This document shows how to use Speculative Decoding with vLLM. Speculative decoding is a technique which improves inter-token latency in memory-bound LLM inference.

Speculating with a draft model

The following code configures vLLM in an offline mode to use speculative decoding with a draft model, speculating 5 tokens at a time.

from vllm import LLM, SamplingParams

prompts = [
    "The future of AI is",
]
sampling_params = SamplingParams(temperature=0.8, top_p=0.95)

llm = LLM(
    model="facebook/opt-6.7b",
    tensor_parallel_size=1,
    speculative_model="facebook/opt-125m",
    num_speculative_tokens=5,
)
outputs = llm.generate(prompts, sampling_params)

for output in outputs:
    prompt = output.prompt
    generated_text = output.outputs[0].text
    print(f"Prompt: {prompt!r}, Generated text: {generated_text!r}")

To perform the same with an online mode launch the server:

python -m vllm.entrypoints.openai.api_server --host 0.0.0.0 --port 8000 --model facebook/opt-6.7b \
    --seed 42 -tp 1 --speculative_model facebook/opt-125m \
    --num_speculative_tokens 5 --gpu_memory_utilization 0.8

Then use a client:

from openai import OpenAI

# Modify OpenAI's API key and API base to use vLLM's API server.
openai_api_key = "EMPTY"
openai_api_base = "http://localhost:8000/v1"

client = OpenAI(
    # defaults to os.environ.get("OPENAI_API_KEY")
    api_key=openai_api_key,
    base_url=openai_api_base,
)

models = client.models.list()
model = models.data[0].id

# Completion API
stream = False
completion = client.completions.create(
    model=model,
    prompt="The future of AI is",
    echo=False,
    n=1,
    stream=stream,
)

print("Completion results:")
if stream:
    for c in completion:
        print(c)
else:
    print(completion)

Speculating by matching n-grams in the prompt

The following code configures vLLM to use speculative decoding where proposals are generated by matching n-grams in the prompt. For more information read this thread.

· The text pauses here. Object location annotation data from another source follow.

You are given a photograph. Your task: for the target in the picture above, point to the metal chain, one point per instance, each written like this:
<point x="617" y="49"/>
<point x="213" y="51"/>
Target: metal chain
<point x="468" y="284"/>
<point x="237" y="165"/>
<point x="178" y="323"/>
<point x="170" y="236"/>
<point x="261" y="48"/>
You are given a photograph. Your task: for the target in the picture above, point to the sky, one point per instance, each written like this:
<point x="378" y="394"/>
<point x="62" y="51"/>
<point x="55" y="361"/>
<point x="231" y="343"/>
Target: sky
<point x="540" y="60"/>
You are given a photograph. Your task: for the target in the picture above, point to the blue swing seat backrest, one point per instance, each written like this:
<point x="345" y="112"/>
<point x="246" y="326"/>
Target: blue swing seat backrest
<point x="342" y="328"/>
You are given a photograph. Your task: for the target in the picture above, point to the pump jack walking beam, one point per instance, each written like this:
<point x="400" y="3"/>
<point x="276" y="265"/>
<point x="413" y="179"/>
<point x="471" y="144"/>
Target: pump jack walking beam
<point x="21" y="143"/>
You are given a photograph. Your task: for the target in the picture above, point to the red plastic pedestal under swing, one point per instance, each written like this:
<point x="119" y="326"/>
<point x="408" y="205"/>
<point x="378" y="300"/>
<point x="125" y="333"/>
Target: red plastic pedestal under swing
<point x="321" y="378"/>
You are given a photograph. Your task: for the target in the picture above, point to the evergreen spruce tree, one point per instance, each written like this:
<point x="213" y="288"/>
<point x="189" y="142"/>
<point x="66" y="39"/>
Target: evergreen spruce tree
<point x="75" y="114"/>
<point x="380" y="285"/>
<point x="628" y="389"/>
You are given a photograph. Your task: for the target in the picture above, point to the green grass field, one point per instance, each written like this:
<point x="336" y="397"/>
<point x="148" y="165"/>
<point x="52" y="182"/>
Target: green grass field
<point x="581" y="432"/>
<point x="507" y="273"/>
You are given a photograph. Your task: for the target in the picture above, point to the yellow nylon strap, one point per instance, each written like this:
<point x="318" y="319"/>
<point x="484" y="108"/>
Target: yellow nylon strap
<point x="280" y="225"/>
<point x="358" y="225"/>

from vllm import LLM, SamplingParams

prompts = [
    "The future of AI is",
]
sampling_params = SamplingParams(temperature=0.8, top_p=0.95)

llm = LLM(
    model="facebook/opt-6.7b",
    tensor_parallel_size=1,
    speculative_model="[ngram]",
    num_speculative_tokens=5,
    ngram_prompt_lookup_max=4,
)
outputs = llm.generate(prompts, sampling_params)

for output in outputs:
    prompt = output.prompt
    generated_text = output.outputs[0].text
    print(f"Prompt: {prompt!r}, Generated text: {generated_text!r}")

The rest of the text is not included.